If you think its racist you're going to have to claim that all those uses of "delve" in academic papers is also due to Nigerians academics massively increasing their research output just as frequently. Or, it's more likely that its AI generated content. It's a non sequitur. "Oh my god, scammers always send me emails claiming to be Nigerian princes--that's how you know it's bullshit." "Ah, but what if they're actually a Nigerian prince? Didn't consider that, I guess you must be racist then lmao." Ratio war ensues. Thank god we're not on twitter where calling people out for "racism" doesn't get you any points, where you can't get any clout for going on a moral crusade.

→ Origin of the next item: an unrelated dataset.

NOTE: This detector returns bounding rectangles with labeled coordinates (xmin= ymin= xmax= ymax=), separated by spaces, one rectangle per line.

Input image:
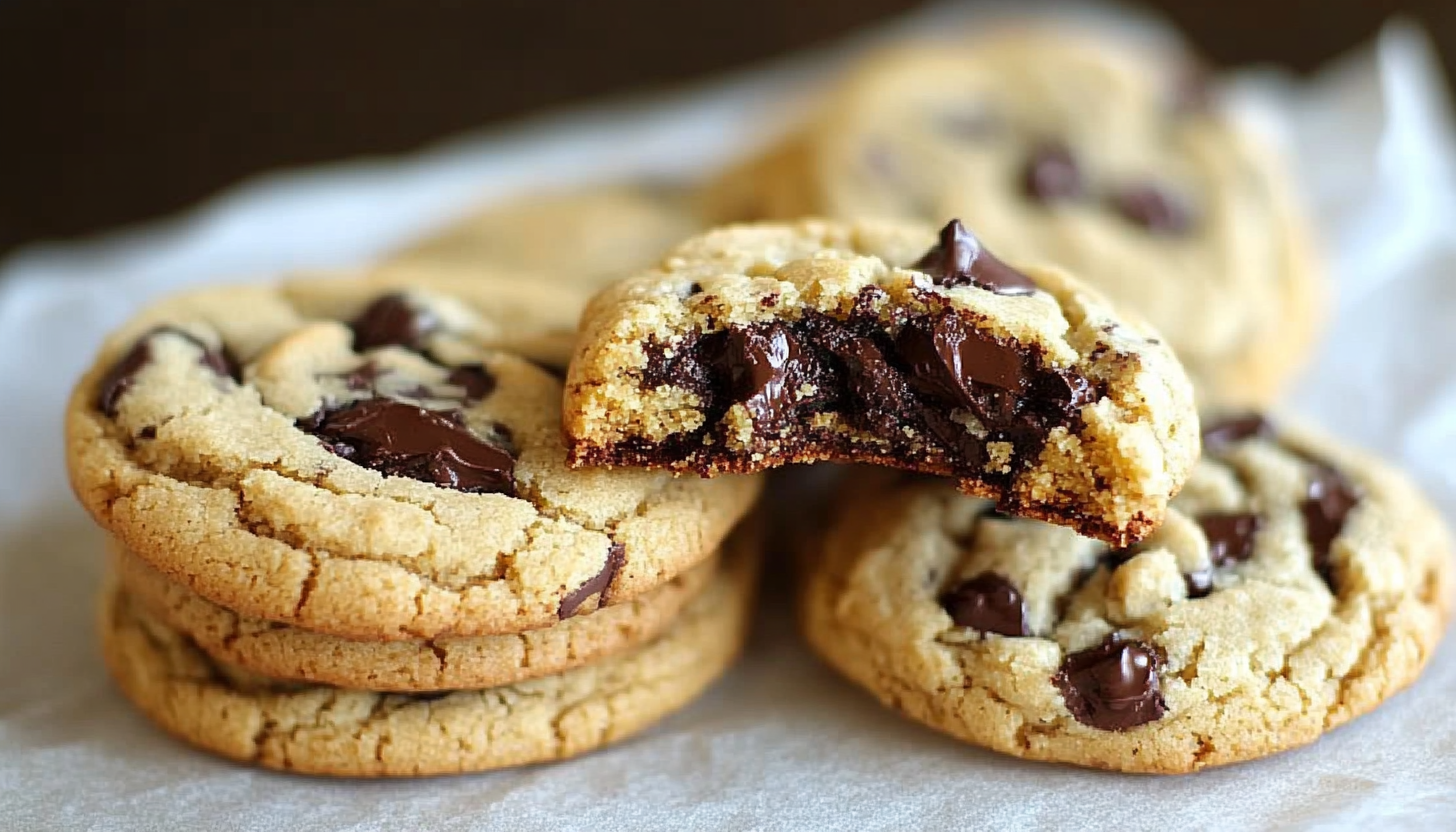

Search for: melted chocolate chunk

Italians would say enormous since it's directly coming from latin.
In general all the people whose main language is a latin language are very likely to use those "difficult" words, because to them they are "completely normal" words.
The bulk in terms of the number of tokens may well be synthetic data, but I personally know of at least 3 companies, 2 of whom I've done work for, that have people doing substantial amounts of bespoke writing under rather heavy NDAs. I've personally done a substantial amount of bespoke writing for training data for one provider, at good tech contractor fees (though I know I'm one of the highest-paid people for that company and the span of rates is a factor of multiple times even for a company with no exposure to third world contractors).
That said, the speculation you just "get various combinations" of those contributions is nonsense, and it's also by no means only STEM data.
It doesn't matter if it's AI-generated per se, so it's no crisis if some make it true. It matters if it is good. So multiple rounds of reviews to judge the output and pick up reviewers that keep producing poor results.
But I also know they've fired people who were dumb enough to cut and paste a response that included UI elements from a given AI website...
I’m not sure I see the value in conflating input, tokens, and output.
Tokens. Hamilton certainly read and experienced more tokens than he wrote on a pieces of paper.
O1 is supposed to be a reasoning model, so I don't think judging it by its English composition abilities is quite fair.
When they release a true next-gen successor to GPT-4 (Orion, or whatever), we may see improvements. Everyone complains about the "ChatGPTese" writing style, and surely they'll fix that eventually.
>Like they hired a few hundred professors, journalists and writers to work with the model and create material for it, so you just get various combinations of their contributions.
I'm doubtful. The most prolific (human) author is probably Charles Hamilton, who wrote 100 million words in his life. Put through the GPT tokenizer, that's 133m tokens. Compared to the text training data for a frontier LLM (trillions or tens of trillions of tokens), it's unrealistic that human experts are doing any substantial amount of bespoke writing. They're probably mainly relying on synthetic data at this point.